Item 45: Never assume you own the data or the database



Item 45: Never assume you own the data or the database

Remember that one of our fundamental assumptions about enterprise software (from Chapter 1) is that an enterprise software system is one in which some or all of its resources are shared. In fact, the core of the enterprise system—the data—is most frequently the shared resource in question. Most of the time, we assume that the extent of the sharing occurs among the various users of the enterprise system. However, it doesn't stop there—many enterprise databases count other enterprise systems as part of their userbase, and unfortunately those "users" have much more stringent requirements than usual.

Some of these other systems making use of your database aren't strangers; it's not uncommon, for example, to design or purchase a reporting engine to allow end users to create their own reports from the database. This is a good thing; without that, the need to create the logic and nicely formatted output will fall into developers' laps. While constantly changing reports to keep up with user whims is one way to stay employed for the rest of your life, it also means you never get to do anything else on the project, and that's not my idea of an interesting job. Those reporting engines typically work directly against the database schema, and here's where we need to be careful.

If multiple systems or agents share a resource, the format or schema of that resource cannot change at the whim of one of those systems or agents without causing a ripple effect through the rest. Alterations to the schema, excessive database locks, and relocation of the database instance are changes that may seem localized to just your codebase but will in turn create problems and issues with these other systems. In fact, this is what keeps legacy systems alive for so long—it's extremely difficult to track down every client for a given resource or repository within the company (particularly large companies), much less figure out all the data dependencies of a given client against a single system. As a result, it's far easier to just leave the legacy system in place and create adapters, translators, and proxies than to replace the legacy system with something new.

To the J2EE developer, this has some sobering, if not chilling, implications: you do not own your database, nor do you own the data within it.
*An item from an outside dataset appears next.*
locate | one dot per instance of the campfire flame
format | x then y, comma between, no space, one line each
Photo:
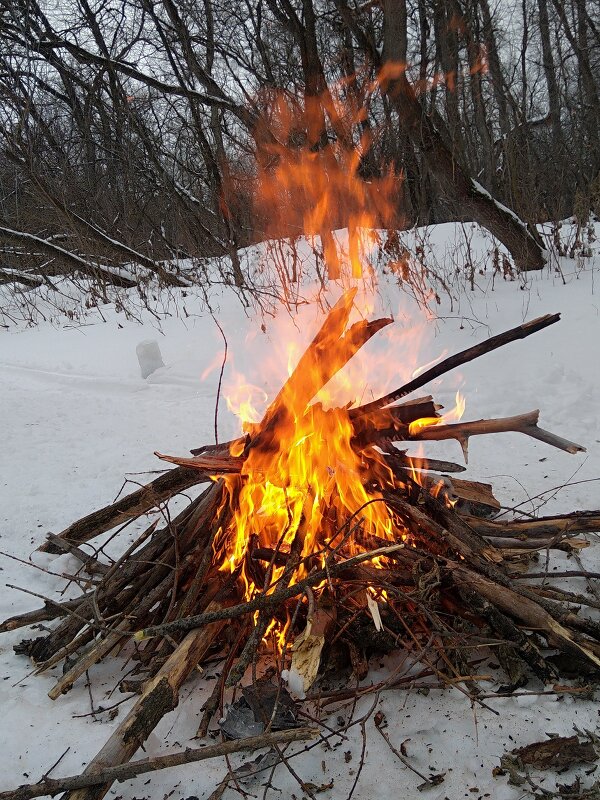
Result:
306,487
Even if you are building the database entirely from scratch for this project, even if the project seems to be tucked away in a little corner of the business where nobody else will have any interest in it, you don't own that database. It's only a matter of time before somebody else within the company hears about your little system and wants to gain access to that data, so you start setting up back-end data feeds, direct connections, and so on. Or worse, somebody else on your team sets them up without telling you. Before long, you make a schema change, and people you've never even heard of, much less met, are howling into your phone demanding to know why you broke their application.
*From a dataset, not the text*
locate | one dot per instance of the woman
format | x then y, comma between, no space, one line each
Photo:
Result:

The conclusion here is clear: your schema, once designed, is in far greater danger of being locked in than your code. This is where having an encapsulation layer between the users and the database (as discussed in Item 42) becomes so critical—by forcing clients (any clients, including your own code) to go through some kind of encapsulatory barrier, such as a stored procedure layer or Web Service endpoint layer, to gain access to the data, you essentially plan for the future and the fact that others will need access to the data even as you modify the underlying schema and data description definitions.
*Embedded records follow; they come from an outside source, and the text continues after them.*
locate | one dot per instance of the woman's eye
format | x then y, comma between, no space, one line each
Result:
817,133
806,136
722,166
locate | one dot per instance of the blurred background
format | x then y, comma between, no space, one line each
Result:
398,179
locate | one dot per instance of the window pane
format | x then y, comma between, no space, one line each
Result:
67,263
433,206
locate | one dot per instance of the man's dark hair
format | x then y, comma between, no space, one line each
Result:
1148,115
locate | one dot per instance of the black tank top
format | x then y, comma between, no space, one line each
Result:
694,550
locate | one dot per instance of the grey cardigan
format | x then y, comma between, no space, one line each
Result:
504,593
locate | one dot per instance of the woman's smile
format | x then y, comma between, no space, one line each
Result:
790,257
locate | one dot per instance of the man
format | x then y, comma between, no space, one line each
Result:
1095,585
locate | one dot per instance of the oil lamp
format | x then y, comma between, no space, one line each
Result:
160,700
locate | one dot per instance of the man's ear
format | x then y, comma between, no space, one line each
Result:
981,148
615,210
This also means that the database schema shouldn't be optimized for the J2EE case: be careful when building your schema not to tie it too closely to your object model, be extremely careful about storing serialized Java objects in Binary Large Object (BLOB) fields since doing so means that data cannot be used as part of a SQL query (unless your database supports it, in which case the query will perform extremely slowly), and don't store "magic values" in the database. For example, although it might be convenient to store Java Date objects as long integers (the underlying value held in a java.util.Date, accessible via getTime, and the only nondeprecated way to construct a java.util.Date), other languages will have little to no idea what to do with a value like that, and converting it into a date value acceptable to them is difficult. Some databases may try to implicitly convert an integer value into a date, for example, but how they convert the value will be entirely different for each database. Despite the greater work in Java, it's far better to store the date in the database in either a string-based format or as an ANSI-standard DATETIME.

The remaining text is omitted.